Christophe Langlois, Seconde innocence

Recréer le paradis ?

Après le sub­til L’amour des longs détours (2014), le poète Chris­tophe Lan­glois pro­pose Seconde inno­cence, poèmes pleins d’intentions plus que louables et néces­saires. Ils s’inscrivent dans l’air lourd de l’époque. Le poète s’inquiète pour celles et ceux qui nous suivent et tente de trou­ver des rai­sons d’espérer en explo­rant divers temps et lieux : soi et l’autre, hier et aujourd’hui, son enfance entre autres.
Il sou­ligne com­bien il manque à l’être l’essentiel ; un véri­table rap­port aux autres et au monde. Il s’agit donc de reve­nir à ou plu­tôt de retrou­ver cette “seconde inno­cence” chère à Milosz (auquel le titre est emprunté) afin de décou­vrir de nou­velles assises. L’objectif est louable d’autant que le poète mul­ti­plie crêtes, jonc­tions, écarts, visées, assem­blages voire proxi­mi­tés qui peuvent paraître infranchissables.

Pour Lan­glois, il demeure néces­saire de se remettre de toutes les errances, de faire appel à l’imaginaire tout en pré­ser­vant l’essence du réel. Grâce à un tel tra­vail de ger­mi­na­tion, un pari sur l’avenir s’enclenche. Et une sagesse poé­tique pour­rait bien trou­ver dans l’écriture une capa­cité mira­cu­leuse de recréer un para­dis.
Mais les trac­tions, les pous­sées qui doivent per­mettre à l’infigurable de prendre corps à tra­vers des amorces annon­cia­trices de rami­fi­ca­tions pro­li­fé­rantes demeurent ici sous forme d’emmêlement d’intentions et conver­gences qui res­semblent à une suite de mariages blancs.

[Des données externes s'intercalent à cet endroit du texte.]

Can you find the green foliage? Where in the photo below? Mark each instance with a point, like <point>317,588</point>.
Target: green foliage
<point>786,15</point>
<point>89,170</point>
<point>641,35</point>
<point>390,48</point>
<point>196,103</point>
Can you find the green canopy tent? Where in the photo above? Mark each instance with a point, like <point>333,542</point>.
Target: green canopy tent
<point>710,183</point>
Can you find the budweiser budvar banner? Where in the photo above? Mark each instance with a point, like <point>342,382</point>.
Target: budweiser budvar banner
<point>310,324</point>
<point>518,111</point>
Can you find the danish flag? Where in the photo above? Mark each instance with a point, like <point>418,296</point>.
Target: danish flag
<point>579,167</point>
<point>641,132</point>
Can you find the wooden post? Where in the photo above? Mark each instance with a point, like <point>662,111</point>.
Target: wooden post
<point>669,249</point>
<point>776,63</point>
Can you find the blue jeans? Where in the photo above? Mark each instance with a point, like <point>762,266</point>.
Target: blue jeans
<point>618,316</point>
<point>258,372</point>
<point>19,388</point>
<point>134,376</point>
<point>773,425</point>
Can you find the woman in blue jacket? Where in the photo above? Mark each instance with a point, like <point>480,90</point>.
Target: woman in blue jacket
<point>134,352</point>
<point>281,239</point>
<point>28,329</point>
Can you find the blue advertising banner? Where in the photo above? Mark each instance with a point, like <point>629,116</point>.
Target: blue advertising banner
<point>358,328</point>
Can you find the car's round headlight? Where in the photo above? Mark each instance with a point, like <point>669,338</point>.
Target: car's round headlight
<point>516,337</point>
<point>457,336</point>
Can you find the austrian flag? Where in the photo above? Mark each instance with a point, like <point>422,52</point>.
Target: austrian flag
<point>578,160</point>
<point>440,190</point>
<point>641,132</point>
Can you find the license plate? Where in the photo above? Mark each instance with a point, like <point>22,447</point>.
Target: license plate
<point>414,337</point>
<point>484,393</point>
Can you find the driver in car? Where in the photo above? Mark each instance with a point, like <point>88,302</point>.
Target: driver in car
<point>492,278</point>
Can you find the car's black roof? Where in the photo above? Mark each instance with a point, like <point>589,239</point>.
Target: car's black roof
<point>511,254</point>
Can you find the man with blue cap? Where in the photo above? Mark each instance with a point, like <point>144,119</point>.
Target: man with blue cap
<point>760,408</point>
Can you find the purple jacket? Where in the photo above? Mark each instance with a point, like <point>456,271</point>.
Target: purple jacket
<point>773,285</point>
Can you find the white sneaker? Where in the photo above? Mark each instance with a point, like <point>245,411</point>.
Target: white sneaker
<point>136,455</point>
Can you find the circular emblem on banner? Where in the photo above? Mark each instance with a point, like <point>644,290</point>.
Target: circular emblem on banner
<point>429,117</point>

L’idée, la volonté sont pré­sentes mais l’auteur, au moment où le terme de matrice pour­rait reprendre tout son sens, nous laisse sur notre faim. Pour faire rejaillir cette “inno­cence”, il fau­drait au lan­gage une autre puis­sance et qu’il sorte plus net­te­ment de ses gonds. Le poète ne détruit pas suf­fi­sam­ment sa faci­lité afin de créer un plus sub­til éveil et un émer­veille­ment.
Demeure certes la recherche où l’art trouve un enjeu exis­ten­tiel, mais un tel lan­gage élude l’idée qu’on espère au regard d’ une telle résur­rec­tion. Frô­le­ment et ancrage ne suf­fisent pas à une telle fabrique du futur.

La vie couve sans réel­le­ment éclore comme s’il y avait trop d’études et pas assez de caractère

jean-paul gavard-perret

Chris­tophe Lan­glois, Seconde inno­cence,  Gal­li­mard, coll. Blanche, Paris, 2019.